For, according to a panel of political junkies assembled for a fascinating NESTA breakfast entitled “Will it be the Web Wot Won it?”, future elections will be determined by social media and new models of web interaction.
Today only two per cent of the UK population follows a politician on Twitter, said Ipsos Mori chief executive Ben Page. However, that figure leaps to 40 per cent among the politically active. It’s a decent bet that the internet will only continue to galvanise people around issues and, to a lesser extent, political parties.

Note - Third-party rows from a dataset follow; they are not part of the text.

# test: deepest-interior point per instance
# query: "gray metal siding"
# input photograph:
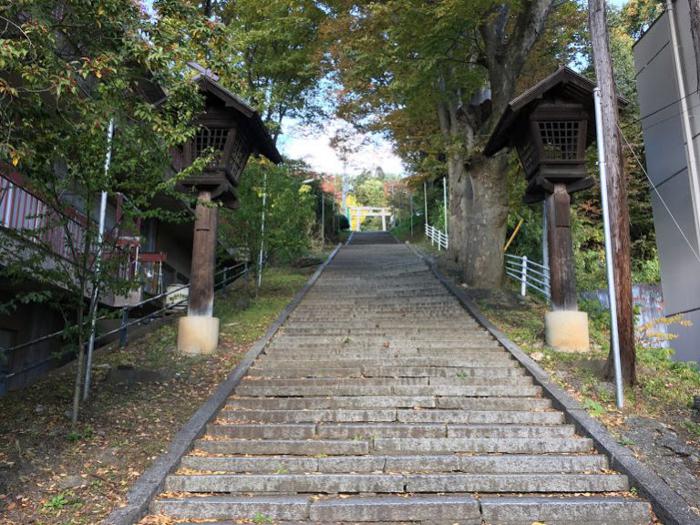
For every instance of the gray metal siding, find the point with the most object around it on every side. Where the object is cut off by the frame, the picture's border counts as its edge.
(667, 166)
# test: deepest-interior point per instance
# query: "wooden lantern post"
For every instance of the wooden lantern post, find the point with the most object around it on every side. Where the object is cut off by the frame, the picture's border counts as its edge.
(551, 125)
(201, 294)
(562, 273)
(230, 130)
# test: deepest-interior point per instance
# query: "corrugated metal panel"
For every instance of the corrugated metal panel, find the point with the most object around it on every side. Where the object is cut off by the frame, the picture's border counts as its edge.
(667, 165)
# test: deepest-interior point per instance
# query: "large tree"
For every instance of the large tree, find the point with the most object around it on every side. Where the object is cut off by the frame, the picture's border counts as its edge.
(458, 61)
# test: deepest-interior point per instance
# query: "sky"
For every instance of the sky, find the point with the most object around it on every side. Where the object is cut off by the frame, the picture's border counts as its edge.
(313, 146)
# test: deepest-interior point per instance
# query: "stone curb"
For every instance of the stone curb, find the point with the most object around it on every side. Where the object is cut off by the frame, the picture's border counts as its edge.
(152, 481)
(668, 506)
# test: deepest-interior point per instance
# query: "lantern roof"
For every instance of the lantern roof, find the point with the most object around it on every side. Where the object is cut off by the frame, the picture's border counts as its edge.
(261, 140)
(563, 86)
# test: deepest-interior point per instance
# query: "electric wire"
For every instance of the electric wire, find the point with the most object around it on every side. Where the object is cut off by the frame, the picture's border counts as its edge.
(658, 194)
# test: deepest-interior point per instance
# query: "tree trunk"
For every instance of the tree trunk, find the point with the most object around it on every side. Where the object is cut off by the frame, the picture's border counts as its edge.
(486, 222)
(617, 192)
(457, 186)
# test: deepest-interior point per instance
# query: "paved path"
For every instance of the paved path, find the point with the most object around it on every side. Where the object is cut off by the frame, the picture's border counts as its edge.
(381, 400)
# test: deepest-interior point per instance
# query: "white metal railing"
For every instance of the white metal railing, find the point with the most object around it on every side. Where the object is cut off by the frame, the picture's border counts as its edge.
(437, 237)
(529, 273)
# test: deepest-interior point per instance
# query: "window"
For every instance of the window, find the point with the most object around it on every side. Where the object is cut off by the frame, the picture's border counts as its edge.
(560, 139)
(214, 138)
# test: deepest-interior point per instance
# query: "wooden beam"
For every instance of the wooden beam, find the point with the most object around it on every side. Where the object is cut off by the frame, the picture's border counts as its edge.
(562, 271)
(201, 296)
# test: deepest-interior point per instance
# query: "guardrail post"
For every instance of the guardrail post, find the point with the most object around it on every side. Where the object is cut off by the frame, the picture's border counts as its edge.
(124, 328)
(3, 373)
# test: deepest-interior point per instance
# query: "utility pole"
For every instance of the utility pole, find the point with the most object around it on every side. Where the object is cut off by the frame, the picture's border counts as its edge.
(94, 295)
(616, 192)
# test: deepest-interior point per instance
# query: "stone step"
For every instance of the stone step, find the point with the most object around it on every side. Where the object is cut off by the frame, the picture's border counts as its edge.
(387, 371)
(381, 430)
(495, 464)
(382, 352)
(241, 507)
(386, 381)
(502, 360)
(371, 337)
(395, 446)
(566, 511)
(395, 483)
(504, 417)
(308, 415)
(381, 402)
(431, 509)
(480, 358)
(364, 381)
(398, 390)
(292, 447)
(377, 510)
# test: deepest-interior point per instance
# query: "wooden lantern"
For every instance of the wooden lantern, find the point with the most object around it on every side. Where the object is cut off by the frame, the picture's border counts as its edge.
(551, 125)
(232, 131)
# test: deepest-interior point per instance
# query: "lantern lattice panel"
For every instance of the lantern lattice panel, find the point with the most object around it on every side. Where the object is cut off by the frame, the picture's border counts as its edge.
(559, 139)
(214, 138)
(239, 155)
(527, 156)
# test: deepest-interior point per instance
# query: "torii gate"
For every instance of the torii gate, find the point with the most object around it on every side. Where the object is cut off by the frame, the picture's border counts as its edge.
(359, 213)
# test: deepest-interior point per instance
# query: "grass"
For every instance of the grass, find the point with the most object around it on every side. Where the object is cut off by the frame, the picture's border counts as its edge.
(123, 428)
(665, 387)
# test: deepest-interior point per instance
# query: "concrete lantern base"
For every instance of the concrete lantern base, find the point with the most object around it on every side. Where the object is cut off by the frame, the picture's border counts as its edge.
(567, 330)
(197, 335)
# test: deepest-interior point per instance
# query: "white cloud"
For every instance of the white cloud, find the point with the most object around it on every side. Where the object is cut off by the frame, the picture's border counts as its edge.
(313, 147)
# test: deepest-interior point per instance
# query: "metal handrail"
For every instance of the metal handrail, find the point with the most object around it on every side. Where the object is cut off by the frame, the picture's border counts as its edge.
(437, 236)
(530, 274)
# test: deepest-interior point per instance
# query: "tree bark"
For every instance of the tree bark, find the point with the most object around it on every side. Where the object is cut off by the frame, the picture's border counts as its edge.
(486, 220)
(617, 192)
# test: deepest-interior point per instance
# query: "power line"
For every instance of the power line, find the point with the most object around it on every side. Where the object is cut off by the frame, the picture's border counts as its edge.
(658, 194)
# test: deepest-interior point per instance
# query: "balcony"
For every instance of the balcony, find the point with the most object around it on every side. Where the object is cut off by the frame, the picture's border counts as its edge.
(28, 217)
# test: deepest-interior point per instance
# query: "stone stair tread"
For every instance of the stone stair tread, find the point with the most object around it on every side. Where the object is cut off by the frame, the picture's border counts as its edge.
(333, 483)
(494, 464)
(447, 416)
(408, 402)
(566, 511)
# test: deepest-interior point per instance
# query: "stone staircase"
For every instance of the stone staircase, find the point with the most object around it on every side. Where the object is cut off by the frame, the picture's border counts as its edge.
(382, 401)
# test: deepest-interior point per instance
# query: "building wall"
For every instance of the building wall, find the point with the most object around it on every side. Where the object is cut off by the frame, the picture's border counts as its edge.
(26, 323)
(667, 165)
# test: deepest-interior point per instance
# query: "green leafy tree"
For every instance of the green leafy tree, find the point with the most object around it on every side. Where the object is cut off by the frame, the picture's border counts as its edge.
(419, 59)
(289, 213)
(66, 70)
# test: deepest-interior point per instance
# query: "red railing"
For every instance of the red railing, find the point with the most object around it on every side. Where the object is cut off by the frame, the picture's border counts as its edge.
(25, 213)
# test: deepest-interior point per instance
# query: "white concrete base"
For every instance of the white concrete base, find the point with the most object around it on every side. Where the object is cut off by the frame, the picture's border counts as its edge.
(567, 330)
(197, 335)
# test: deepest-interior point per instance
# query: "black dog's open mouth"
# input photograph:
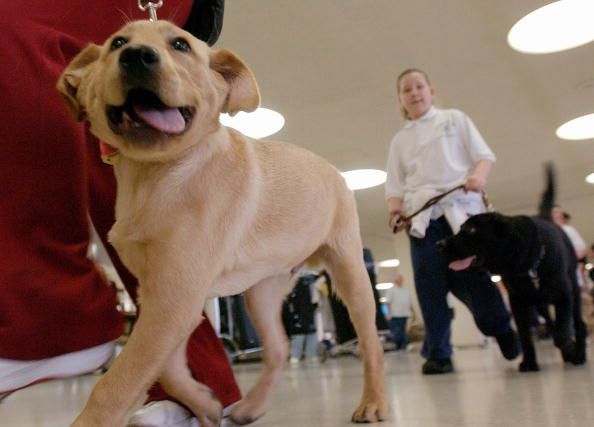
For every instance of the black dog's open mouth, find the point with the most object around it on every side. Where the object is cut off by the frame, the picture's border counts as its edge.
(143, 110)
(465, 263)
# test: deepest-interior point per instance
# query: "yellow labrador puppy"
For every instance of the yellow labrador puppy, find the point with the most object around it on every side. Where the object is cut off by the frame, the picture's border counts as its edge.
(204, 211)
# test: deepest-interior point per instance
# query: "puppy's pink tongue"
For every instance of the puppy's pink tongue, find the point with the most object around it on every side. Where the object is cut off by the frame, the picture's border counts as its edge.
(461, 264)
(168, 121)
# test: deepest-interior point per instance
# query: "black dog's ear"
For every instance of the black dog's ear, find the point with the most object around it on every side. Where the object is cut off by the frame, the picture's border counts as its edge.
(71, 77)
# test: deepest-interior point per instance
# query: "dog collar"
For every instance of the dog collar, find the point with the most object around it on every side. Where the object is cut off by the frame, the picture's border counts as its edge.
(109, 154)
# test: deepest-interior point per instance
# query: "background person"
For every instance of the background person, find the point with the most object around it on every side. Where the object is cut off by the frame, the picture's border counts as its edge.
(400, 309)
(437, 150)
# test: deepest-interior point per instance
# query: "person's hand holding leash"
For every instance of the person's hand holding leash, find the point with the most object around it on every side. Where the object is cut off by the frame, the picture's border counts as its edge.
(474, 183)
(395, 221)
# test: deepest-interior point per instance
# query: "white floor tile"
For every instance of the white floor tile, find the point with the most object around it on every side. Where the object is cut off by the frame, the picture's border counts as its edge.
(485, 391)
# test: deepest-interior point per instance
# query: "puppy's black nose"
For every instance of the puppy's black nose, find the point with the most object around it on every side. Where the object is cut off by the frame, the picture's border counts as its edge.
(138, 61)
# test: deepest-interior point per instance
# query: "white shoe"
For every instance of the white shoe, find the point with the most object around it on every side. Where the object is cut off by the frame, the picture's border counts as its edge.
(17, 374)
(165, 413)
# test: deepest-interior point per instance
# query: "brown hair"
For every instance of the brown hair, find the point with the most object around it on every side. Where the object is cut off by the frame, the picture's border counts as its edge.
(399, 80)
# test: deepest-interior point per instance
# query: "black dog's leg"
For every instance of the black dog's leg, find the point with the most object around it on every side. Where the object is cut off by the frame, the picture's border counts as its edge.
(562, 334)
(581, 331)
(522, 316)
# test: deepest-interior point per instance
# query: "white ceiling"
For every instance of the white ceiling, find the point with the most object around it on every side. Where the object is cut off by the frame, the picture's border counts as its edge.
(329, 66)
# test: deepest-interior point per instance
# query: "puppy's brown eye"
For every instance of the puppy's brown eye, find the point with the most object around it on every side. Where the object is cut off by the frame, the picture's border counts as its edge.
(181, 44)
(117, 43)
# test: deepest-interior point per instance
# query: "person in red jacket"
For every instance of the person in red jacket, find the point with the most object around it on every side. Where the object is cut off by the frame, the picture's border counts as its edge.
(57, 316)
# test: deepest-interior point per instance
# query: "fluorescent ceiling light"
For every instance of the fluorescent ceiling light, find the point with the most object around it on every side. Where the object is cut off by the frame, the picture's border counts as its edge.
(576, 129)
(364, 178)
(384, 286)
(557, 26)
(257, 124)
(389, 263)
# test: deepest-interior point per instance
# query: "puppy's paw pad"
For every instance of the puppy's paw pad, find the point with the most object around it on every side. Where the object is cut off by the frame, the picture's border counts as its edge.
(529, 367)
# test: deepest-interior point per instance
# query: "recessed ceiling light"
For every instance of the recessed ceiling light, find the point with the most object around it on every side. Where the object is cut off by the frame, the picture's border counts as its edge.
(557, 26)
(576, 129)
(389, 263)
(258, 124)
(364, 178)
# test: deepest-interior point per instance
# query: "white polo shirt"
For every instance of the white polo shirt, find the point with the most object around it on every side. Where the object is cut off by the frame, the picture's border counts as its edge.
(436, 152)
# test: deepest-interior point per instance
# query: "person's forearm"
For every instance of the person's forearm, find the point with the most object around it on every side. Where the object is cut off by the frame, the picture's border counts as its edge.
(394, 204)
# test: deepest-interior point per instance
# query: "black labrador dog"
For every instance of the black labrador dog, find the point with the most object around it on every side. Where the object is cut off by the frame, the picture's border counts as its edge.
(538, 266)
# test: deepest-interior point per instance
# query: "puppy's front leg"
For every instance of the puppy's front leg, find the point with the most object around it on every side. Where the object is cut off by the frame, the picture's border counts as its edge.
(172, 297)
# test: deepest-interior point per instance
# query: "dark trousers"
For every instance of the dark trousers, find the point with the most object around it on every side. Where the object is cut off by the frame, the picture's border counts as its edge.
(433, 281)
(398, 331)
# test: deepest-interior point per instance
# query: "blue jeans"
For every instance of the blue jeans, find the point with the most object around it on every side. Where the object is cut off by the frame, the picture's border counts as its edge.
(398, 331)
(304, 345)
(433, 281)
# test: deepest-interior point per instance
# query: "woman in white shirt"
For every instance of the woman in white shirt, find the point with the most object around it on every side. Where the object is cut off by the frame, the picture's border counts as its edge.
(435, 151)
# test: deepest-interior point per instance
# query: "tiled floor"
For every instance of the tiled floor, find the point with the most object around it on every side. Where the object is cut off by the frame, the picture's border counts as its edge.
(486, 391)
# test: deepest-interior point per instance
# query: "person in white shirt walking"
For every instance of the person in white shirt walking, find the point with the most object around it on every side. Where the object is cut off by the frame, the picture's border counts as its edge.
(436, 151)
(400, 309)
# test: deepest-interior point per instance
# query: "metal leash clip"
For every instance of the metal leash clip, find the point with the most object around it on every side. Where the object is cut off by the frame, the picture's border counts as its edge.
(151, 6)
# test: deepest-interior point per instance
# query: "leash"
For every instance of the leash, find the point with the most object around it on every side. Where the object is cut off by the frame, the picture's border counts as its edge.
(432, 201)
(151, 6)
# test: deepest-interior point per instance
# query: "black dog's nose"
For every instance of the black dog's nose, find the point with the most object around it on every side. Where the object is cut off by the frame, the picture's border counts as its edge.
(138, 61)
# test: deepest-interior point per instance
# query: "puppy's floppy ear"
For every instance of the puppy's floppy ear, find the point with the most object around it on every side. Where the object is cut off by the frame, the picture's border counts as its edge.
(243, 94)
(71, 77)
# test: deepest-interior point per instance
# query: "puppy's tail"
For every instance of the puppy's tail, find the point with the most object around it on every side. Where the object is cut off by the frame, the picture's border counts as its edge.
(548, 196)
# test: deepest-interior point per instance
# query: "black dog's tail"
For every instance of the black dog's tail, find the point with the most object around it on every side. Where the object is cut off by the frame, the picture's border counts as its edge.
(547, 201)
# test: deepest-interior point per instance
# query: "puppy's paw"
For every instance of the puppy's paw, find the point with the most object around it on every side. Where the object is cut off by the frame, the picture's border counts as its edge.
(370, 412)
(247, 411)
(529, 366)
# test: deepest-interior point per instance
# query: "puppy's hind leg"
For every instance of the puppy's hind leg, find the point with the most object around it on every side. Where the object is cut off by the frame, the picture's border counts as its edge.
(176, 379)
(264, 302)
(351, 283)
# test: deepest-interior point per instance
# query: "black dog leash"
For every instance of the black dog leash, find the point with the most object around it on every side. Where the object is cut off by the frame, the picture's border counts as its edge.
(432, 201)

The transformational potential of the web was well illustrated by Matthew McGregor, London director of the digital agency Blue State Digital, which provided some of the technology behind Barack Obama’s $1bn online campaigning blitz. According to McGregor, so slick were the tools available to Democratic campaigners that they could download details of undecided voters in swing states from home in the evenings, and fit in a few calls after they finished their evening fried chicken and waffles.
That super-slick deployment of IT infrastructure, rather than attention-grabbing Tweets, is the key to e-enabled politics, says James Crabtree from Prospect magazine, who is fast becoming the best chronicler of epolitics. (His Wired piece on the Conservatives’ digital strategy is brilliant.) Nice videos of Dave and Sam Cameron relaxing at home may leave a warm glow, but the Conservatives’ 20-point lead in “voter contact” (ie, effectiveness of mailshots etc) suggests seriously professional databases. And it’s this visibility that could just make the difference in those key marginal seats.
For now, said veteran Sun political editor George Pascoe-Watson, MPs and political parties wlll still sweat blood to get into the tabloids and newspapers rather than onto the blogs because that’s what matters to constituents. “Lots of people don’t have computers at their desks at work,” said Pascoe-Watson. “There’s a long way to go before the web challenges the newspapers.” Probably not as long as you think, George…
In one way, he’s right. Facebook and the rest can breed a lazy “slactivism” among younger voters: sign up for the latest campaign, pledge to turn up to a meeting, then don’t bother. It’s a far cry from the passionate political engagement of the first half of the 20th century when many women and working-class voters still remembered (or their grandmothers did) when they weren’t even allowed to vote.
The aspiration for modern politicians, said Matthew McGregor, is traditional politics conducted by modern technology. Those days are coming closer.